1

I have read through all of the ggalluvial posts that I can find about ordering the axes in an alluvial diagram. Each of my axes is a factor variable and I have set the levels to be in the order I wish for them to appear in the plot. The first of my two axes is correctly ordered per the levels of its factor variable and the order changes as it should when I change the levels. However, the second axis does not reflect the levels of its underlying factor variable.
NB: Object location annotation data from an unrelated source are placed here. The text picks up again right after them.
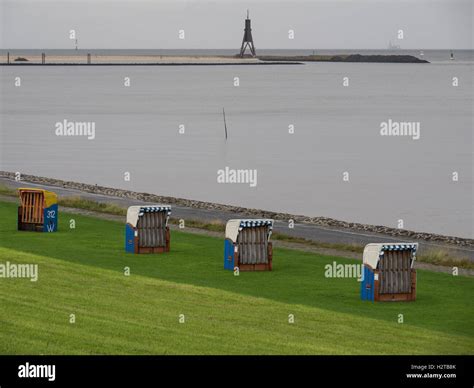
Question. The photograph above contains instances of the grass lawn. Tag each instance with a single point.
(81, 272)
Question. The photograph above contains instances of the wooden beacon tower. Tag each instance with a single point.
(247, 41)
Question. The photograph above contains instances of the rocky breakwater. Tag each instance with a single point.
(244, 212)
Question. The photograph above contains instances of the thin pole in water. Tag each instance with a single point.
(225, 124)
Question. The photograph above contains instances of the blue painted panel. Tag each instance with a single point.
(228, 253)
(129, 238)
(50, 219)
(367, 285)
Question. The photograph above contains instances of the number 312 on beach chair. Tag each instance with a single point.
(38, 210)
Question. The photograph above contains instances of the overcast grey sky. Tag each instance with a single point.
(219, 24)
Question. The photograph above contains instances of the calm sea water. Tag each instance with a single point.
(337, 130)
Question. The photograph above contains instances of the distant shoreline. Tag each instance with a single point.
(195, 60)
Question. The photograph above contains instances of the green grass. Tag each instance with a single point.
(81, 272)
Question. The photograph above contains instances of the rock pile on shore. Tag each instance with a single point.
(243, 212)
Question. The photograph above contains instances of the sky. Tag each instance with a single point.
(329, 24)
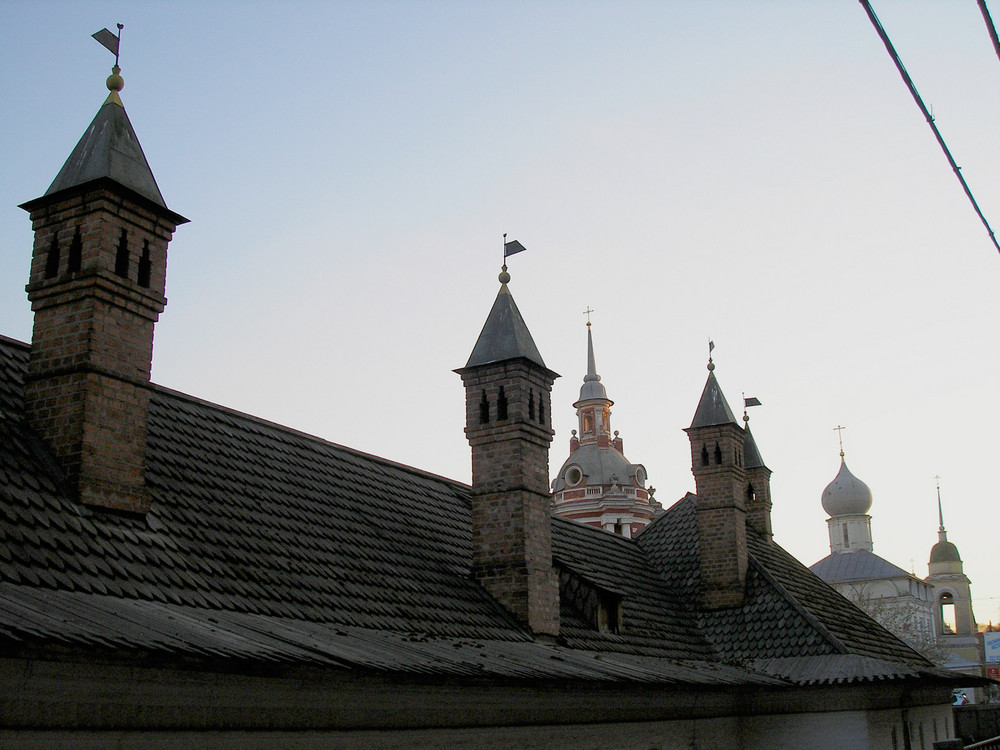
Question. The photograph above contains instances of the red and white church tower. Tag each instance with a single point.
(597, 485)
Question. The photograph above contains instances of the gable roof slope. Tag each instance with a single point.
(266, 545)
(788, 612)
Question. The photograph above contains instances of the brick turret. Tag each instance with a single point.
(508, 424)
(720, 480)
(96, 286)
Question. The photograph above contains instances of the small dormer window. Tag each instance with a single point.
(600, 608)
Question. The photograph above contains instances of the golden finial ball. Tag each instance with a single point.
(115, 81)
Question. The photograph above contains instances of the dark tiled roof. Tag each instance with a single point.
(860, 565)
(788, 612)
(266, 545)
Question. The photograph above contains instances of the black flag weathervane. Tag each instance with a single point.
(110, 40)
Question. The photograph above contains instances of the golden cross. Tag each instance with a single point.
(840, 436)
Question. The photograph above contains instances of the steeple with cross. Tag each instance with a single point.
(597, 485)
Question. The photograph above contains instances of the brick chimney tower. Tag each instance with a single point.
(96, 286)
(717, 446)
(508, 424)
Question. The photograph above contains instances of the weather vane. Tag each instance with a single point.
(747, 403)
(110, 40)
(509, 248)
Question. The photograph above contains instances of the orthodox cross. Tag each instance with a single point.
(839, 429)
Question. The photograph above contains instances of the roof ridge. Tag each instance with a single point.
(172, 393)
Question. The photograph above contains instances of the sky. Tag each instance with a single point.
(752, 173)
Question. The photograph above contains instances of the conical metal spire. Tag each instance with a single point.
(592, 386)
(505, 335)
(942, 534)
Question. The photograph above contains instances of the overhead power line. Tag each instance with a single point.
(927, 116)
(989, 26)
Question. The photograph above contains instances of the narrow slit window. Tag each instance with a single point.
(75, 252)
(144, 265)
(484, 410)
(121, 257)
(52, 260)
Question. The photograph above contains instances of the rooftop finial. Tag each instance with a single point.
(747, 403)
(839, 429)
(509, 248)
(111, 42)
(937, 480)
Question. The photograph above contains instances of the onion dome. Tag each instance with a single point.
(846, 495)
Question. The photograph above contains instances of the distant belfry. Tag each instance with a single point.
(597, 485)
(953, 616)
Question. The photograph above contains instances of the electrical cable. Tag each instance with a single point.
(927, 116)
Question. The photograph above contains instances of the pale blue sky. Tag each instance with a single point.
(754, 172)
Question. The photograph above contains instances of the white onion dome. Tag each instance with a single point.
(846, 495)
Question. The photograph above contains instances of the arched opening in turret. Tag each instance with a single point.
(484, 410)
(52, 260)
(946, 603)
(75, 260)
(145, 266)
(121, 257)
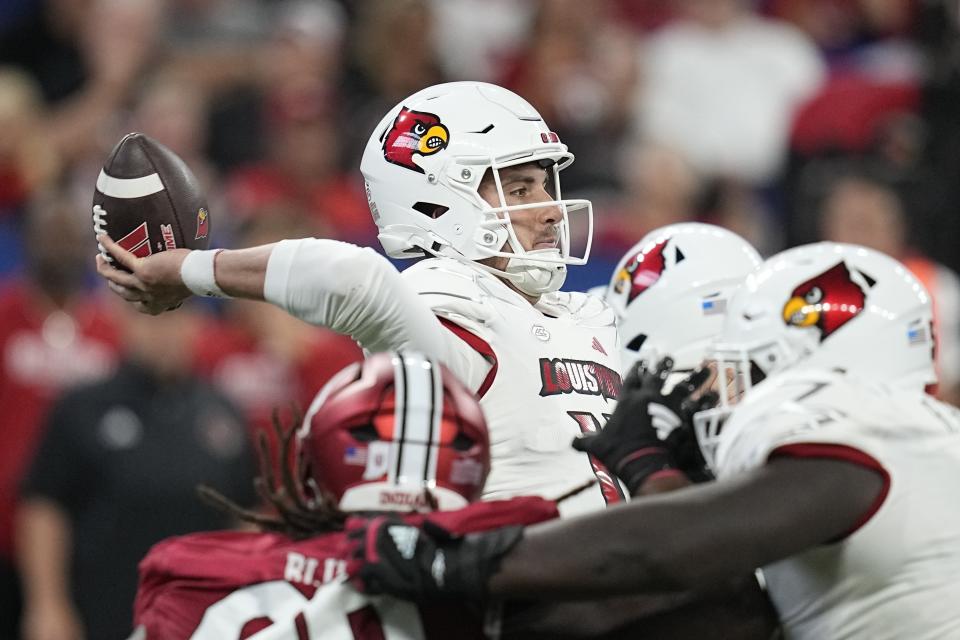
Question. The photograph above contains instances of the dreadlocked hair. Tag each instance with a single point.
(294, 516)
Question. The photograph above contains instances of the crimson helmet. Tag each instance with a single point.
(388, 433)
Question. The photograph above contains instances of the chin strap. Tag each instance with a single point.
(535, 278)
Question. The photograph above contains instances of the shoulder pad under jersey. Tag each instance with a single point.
(802, 406)
(587, 309)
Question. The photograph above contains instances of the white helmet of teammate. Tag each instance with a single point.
(670, 291)
(423, 165)
(826, 305)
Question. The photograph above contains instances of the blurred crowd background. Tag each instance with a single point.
(787, 121)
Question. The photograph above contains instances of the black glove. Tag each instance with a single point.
(672, 416)
(634, 444)
(424, 562)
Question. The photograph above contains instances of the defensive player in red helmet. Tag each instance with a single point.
(396, 432)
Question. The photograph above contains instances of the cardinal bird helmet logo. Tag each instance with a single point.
(643, 270)
(414, 132)
(828, 301)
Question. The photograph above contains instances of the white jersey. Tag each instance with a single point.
(896, 575)
(544, 373)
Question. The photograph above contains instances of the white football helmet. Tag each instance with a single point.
(670, 291)
(423, 165)
(826, 305)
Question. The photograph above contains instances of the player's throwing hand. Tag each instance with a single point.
(152, 285)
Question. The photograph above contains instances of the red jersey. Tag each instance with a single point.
(239, 585)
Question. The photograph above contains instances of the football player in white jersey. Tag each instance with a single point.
(670, 293)
(466, 174)
(837, 472)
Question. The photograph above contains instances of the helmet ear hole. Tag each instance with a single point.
(463, 442)
(365, 433)
(430, 209)
(637, 342)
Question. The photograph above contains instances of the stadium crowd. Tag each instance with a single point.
(786, 121)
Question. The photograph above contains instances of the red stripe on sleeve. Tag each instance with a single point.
(479, 345)
(848, 454)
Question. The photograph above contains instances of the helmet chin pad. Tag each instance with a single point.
(536, 278)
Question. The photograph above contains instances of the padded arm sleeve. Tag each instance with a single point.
(357, 292)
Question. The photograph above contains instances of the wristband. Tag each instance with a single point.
(197, 273)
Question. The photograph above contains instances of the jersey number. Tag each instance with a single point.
(336, 612)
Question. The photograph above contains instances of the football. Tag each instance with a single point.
(148, 200)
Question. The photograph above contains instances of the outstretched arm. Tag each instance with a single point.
(694, 537)
(348, 289)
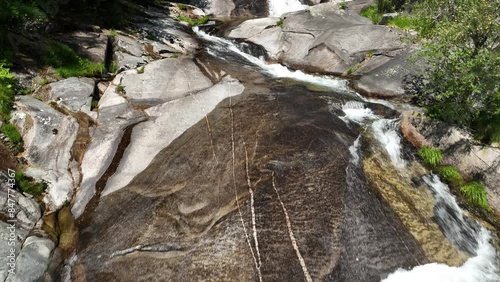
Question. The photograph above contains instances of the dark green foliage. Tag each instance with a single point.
(451, 175)
(431, 156)
(13, 11)
(6, 92)
(372, 13)
(27, 185)
(94, 104)
(343, 5)
(183, 7)
(120, 89)
(476, 193)
(194, 22)
(11, 131)
(67, 63)
(280, 22)
(461, 84)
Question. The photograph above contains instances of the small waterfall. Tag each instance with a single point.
(357, 112)
(279, 7)
(464, 233)
(386, 132)
(220, 47)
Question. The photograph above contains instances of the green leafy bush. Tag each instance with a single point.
(404, 22)
(460, 85)
(6, 92)
(372, 13)
(431, 156)
(11, 131)
(451, 175)
(194, 22)
(183, 7)
(343, 5)
(476, 193)
(120, 89)
(19, 10)
(67, 63)
(280, 22)
(27, 185)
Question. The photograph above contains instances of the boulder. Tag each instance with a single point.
(33, 260)
(48, 138)
(167, 122)
(115, 115)
(473, 160)
(327, 40)
(75, 94)
(343, 38)
(90, 44)
(257, 193)
(25, 211)
(383, 76)
(164, 80)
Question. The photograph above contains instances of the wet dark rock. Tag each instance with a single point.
(188, 205)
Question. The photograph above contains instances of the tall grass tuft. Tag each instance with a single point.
(476, 193)
(451, 175)
(431, 156)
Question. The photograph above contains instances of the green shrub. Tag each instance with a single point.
(120, 89)
(431, 156)
(280, 22)
(94, 104)
(27, 185)
(113, 33)
(451, 175)
(460, 84)
(194, 22)
(372, 13)
(6, 92)
(476, 193)
(67, 63)
(19, 10)
(183, 7)
(11, 131)
(385, 6)
(404, 22)
(113, 68)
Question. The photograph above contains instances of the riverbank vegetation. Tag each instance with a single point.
(460, 46)
(473, 191)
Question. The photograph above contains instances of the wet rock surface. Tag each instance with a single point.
(48, 138)
(460, 150)
(326, 39)
(265, 174)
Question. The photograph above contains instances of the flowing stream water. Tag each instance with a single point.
(463, 232)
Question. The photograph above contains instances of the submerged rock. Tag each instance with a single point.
(73, 93)
(33, 260)
(48, 138)
(256, 193)
(327, 40)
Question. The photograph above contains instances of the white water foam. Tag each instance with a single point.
(385, 131)
(355, 111)
(274, 70)
(480, 268)
(279, 7)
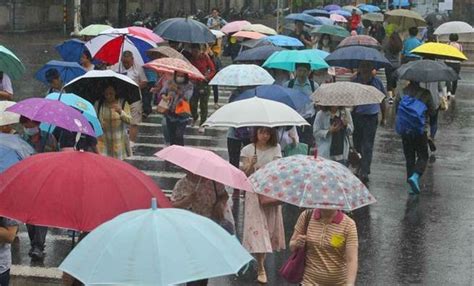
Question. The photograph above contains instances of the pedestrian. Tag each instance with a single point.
(332, 128)
(128, 67)
(6, 88)
(409, 44)
(455, 65)
(200, 97)
(8, 230)
(412, 121)
(307, 86)
(263, 221)
(331, 243)
(114, 115)
(175, 97)
(365, 118)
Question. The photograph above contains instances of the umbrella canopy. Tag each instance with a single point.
(405, 19)
(67, 71)
(94, 30)
(287, 60)
(350, 57)
(10, 64)
(347, 94)
(257, 54)
(91, 86)
(170, 246)
(171, 65)
(454, 27)
(6, 117)
(98, 189)
(234, 26)
(439, 51)
(71, 50)
(258, 112)
(185, 30)
(426, 71)
(206, 164)
(53, 112)
(310, 182)
(284, 41)
(336, 31)
(242, 75)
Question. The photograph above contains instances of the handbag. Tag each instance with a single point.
(293, 269)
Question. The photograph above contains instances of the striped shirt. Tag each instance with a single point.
(326, 247)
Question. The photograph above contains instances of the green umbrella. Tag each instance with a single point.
(10, 64)
(287, 60)
(336, 31)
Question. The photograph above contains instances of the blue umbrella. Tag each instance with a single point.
(351, 56)
(293, 98)
(284, 41)
(79, 103)
(257, 54)
(302, 17)
(67, 71)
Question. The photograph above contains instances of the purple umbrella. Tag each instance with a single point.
(53, 112)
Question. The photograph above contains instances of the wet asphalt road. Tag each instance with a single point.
(403, 240)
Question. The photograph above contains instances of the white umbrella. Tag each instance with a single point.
(255, 111)
(242, 75)
(454, 27)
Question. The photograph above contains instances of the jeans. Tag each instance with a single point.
(365, 127)
(415, 148)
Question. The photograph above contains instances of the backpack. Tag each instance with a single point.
(410, 118)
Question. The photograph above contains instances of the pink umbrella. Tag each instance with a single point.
(235, 26)
(206, 164)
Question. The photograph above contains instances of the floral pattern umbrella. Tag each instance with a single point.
(311, 182)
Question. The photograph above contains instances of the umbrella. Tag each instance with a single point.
(360, 40)
(67, 71)
(171, 65)
(347, 94)
(155, 247)
(206, 164)
(439, 51)
(74, 190)
(284, 41)
(260, 29)
(350, 57)
(331, 30)
(10, 64)
(94, 30)
(185, 30)
(53, 112)
(257, 54)
(255, 111)
(6, 117)
(303, 17)
(405, 19)
(426, 71)
(79, 103)
(91, 86)
(234, 26)
(242, 75)
(294, 98)
(71, 50)
(311, 182)
(455, 27)
(287, 60)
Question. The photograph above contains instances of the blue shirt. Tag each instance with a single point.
(369, 109)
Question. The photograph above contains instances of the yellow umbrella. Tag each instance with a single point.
(439, 51)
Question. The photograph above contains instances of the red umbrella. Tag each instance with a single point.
(74, 190)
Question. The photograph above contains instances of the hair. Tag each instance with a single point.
(273, 141)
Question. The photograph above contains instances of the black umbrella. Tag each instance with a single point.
(426, 71)
(184, 30)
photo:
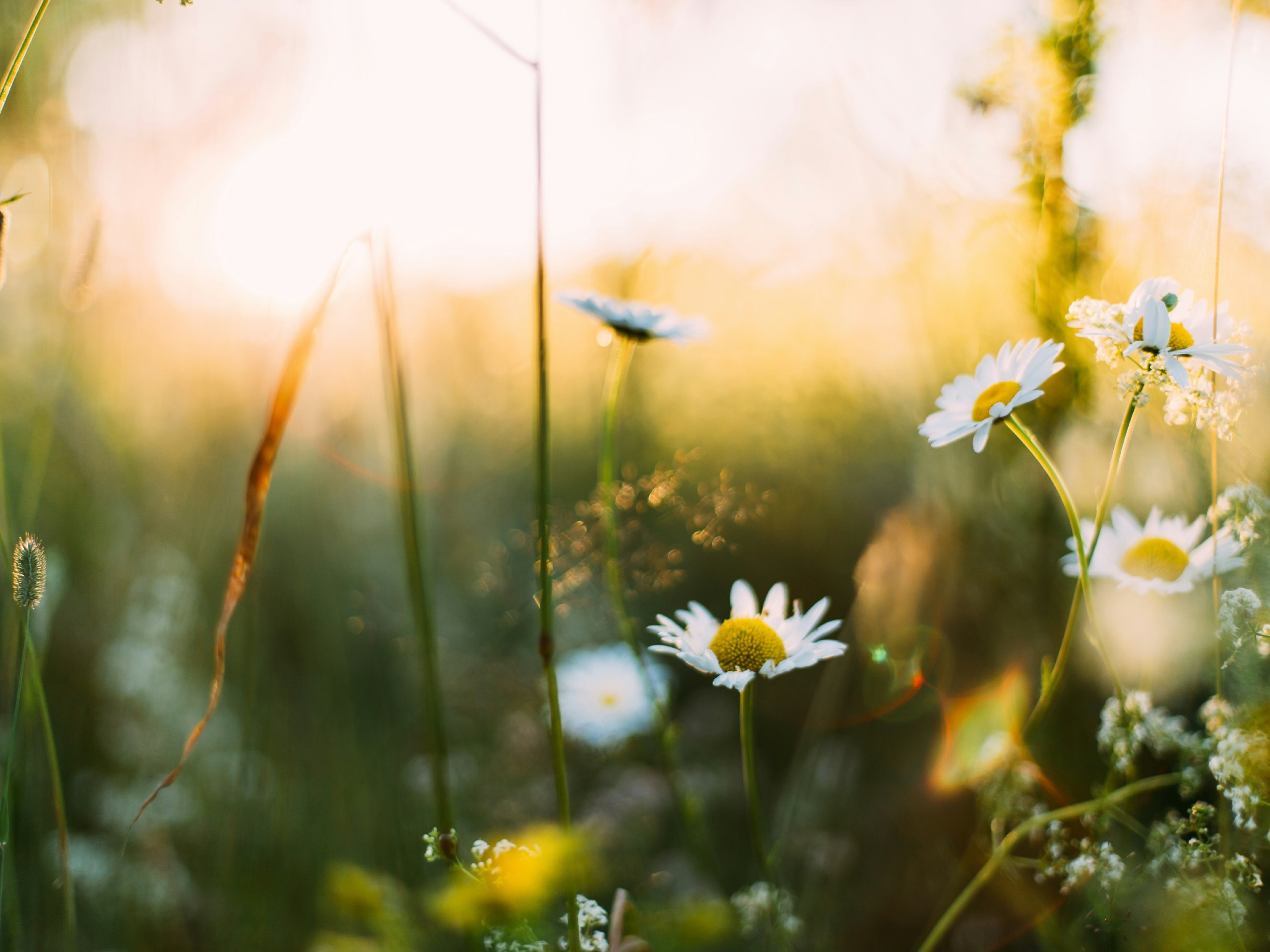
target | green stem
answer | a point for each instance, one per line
(543, 452)
(1035, 823)
(748, 767)
(7, 796)
(1029, 441)
(413, 539)
(690, 809)
(21, 53)
(37, 696)
(1065, 648)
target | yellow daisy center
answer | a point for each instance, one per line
(1155, 559)
(1001, 393)
(1179, 338)
(746, 644)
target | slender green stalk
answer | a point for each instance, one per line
(1035, 823)
(413, 537)
(7, 796)
(1236, 11)
(690, 809)
(543, 457)
(21, 53)
(1034, 447)
(1065, 648)
(543, 446)
(748, 767)
(37, 696)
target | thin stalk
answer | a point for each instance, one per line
(1034, 823)
(37, 696)
(1236, 9)
(21, 53)
(543, 456)
(1065, 648)
(547, 622)
(690, 809)
(748, 767)
(1034, 447)
(7, 796)
(413, 537)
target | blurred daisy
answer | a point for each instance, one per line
(602, 695)
(751, 641)
(637, 320)
(1000, 385)
(1164, 555)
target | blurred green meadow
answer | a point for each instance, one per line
(130, 415)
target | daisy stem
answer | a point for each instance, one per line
(748, 767)
(1028, 440)
(543, 492)
(1065, 648)
(21, 53)
(413, 537)
(6, 798)
(1037, 823)
(690, 808)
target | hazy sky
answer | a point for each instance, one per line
(237, 145)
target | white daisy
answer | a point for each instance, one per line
(602, 696)
(1185, 332)
(1000, 385)
(638, 320)
(1165, 555)
(751, 641)
(1160, 322)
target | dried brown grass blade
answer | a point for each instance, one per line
(257, 492)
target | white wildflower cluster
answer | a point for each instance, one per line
(1075, 864)
(487, 856)
(1170, 339)
(521, 940)
(1244, 507)
(1006, 790)
(592, 921)
(1219, 412)
(1137, 724)
(764, 903)
(1237, 621)
(1237, 761)
(1189, 855)
(1102, 323)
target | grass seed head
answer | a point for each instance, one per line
(29, 572)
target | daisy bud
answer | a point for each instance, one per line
(29, 572)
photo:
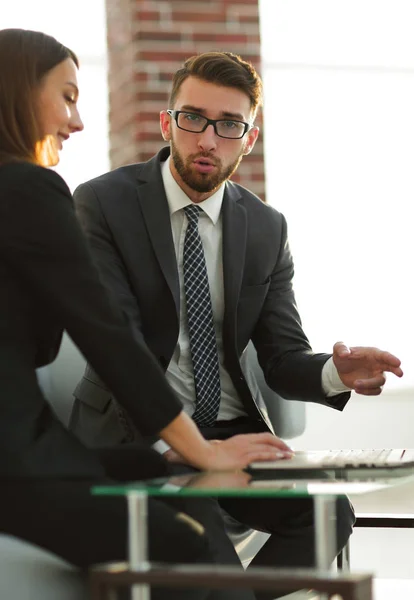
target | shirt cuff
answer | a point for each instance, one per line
(161, 447)
(331, 382)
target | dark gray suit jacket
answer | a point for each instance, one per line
(47, 284)
(126, 219)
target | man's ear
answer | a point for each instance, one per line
(165, 125)
(251, 137)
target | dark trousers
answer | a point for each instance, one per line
(63, 517)
(290, 521)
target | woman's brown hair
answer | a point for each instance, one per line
(222, 68)
(25, 58)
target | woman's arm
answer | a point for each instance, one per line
(40, 239)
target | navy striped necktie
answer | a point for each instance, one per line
(203, 344)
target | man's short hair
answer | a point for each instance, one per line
(222, 68)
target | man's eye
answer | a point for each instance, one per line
(230, 124)
(191, 117)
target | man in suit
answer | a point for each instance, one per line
(158, 231)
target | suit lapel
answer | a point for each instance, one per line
(157, 219)
(234, 248)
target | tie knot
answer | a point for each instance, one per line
(192, 211)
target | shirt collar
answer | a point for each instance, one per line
(177, 199)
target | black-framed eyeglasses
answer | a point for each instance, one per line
(227, 128)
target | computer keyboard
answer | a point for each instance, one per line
(366, 457)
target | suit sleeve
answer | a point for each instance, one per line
(111, 268)
(42, 242)
(290, 366)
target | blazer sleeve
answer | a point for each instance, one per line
(111, 268)
(290, 366)
(42, 242)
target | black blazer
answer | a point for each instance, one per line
(48, 283)
(126, 219)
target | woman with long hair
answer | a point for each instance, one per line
(49, 284)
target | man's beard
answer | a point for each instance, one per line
(202, 182)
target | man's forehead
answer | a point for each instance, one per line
(206, 97)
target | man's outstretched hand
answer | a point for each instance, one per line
(363, 369)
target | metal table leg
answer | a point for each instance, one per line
(325, 532)
(138, 540)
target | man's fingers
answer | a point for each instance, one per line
(341, 349)
(269, 438)
(265, 455)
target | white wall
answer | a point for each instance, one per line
(80, 25)
(339, 147)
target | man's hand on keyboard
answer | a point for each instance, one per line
(363, 368)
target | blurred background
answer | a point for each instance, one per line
(336, 157)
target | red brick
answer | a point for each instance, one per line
(147, 42)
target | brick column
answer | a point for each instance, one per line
(148, 40)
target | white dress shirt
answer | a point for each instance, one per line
(180, 370)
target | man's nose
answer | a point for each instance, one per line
(207, 140)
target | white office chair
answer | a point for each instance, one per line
(30, 573)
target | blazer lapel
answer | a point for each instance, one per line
(234, 248)
(157, 219)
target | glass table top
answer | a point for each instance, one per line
(246, 484)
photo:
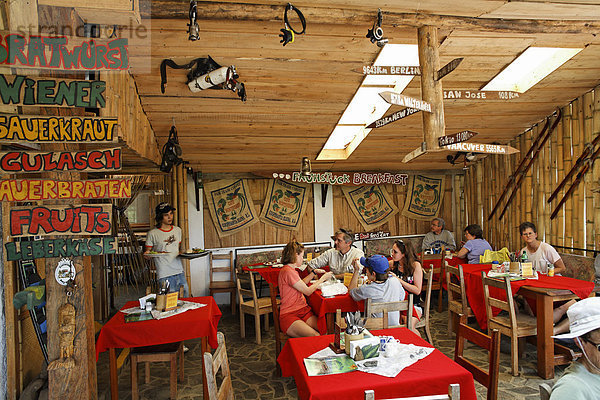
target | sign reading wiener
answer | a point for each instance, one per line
(80, 161)
(89, 219)
(45, 189)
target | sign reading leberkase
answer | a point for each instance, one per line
(91, 219)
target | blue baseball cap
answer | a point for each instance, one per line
(378, 262)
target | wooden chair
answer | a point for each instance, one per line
(225, 286)
(491, 343)
(280, 337)
(545, 390)
(250, 303)
(379, 308)
(514, 325)
(162, 352)
(457, 295)
(429, 261)
(453, 394)
(212, 364)
(424, 322)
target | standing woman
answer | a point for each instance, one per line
(405, 266)
(296, 318)
(475, 246)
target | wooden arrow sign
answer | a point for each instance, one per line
(456, 138)
(402, 100)
(482, 148)
(462, 94)
(391, 70)
(398, 115)
(446, 69)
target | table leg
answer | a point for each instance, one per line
(204, 348)
(545, 343)
(114, 379)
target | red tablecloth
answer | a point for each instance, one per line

For some reason the second axis appears to mirror the levels of the first axis for all overlapping drug classes and is not responsive to any changes I make to the levels.

Does any one have any suggestions for address this problem?

For refernece, here is my data:

top_transitions <- data.frame(
  last_pre_tx_drug = c("DPP4 inhibitors", "DPP4 inhibitors",
                       "Insulin", "Insulin", "Insulin", 
                       "None", "None", "None", "None", "None",
                       "Sulfonylureas", "Sulfonylureas", 
                       "Sulfonylureas", "Sulfonylureas"),

  post_transplant_drug = c("Insulin", "Insulin + DPP4 inhibitors", 
                           "Insulin", "None", "Insulin + GLP-1 RAs", 
                           "DPP4 inhibitors", "Insulin", "None", 
                           "Biguanides", "Sulfonylureas", 
                           "Insulin + Sulfonylureas", "Insulin", 
                           "None", "Sulfonylureas"),

  N = c(1809, 1005, 35053, 4506, 808, 2200, 12087, 36052, 
        1304, 3303, 1301, 5017, 1302, 1207)
)

top_transitions$last_pre_tx_drug <- factor(top_transitions$last_pre_tx_drug, 
      levels = c("DPP4 inhibitors", "Insulin", "None", "Sulfonylureas"))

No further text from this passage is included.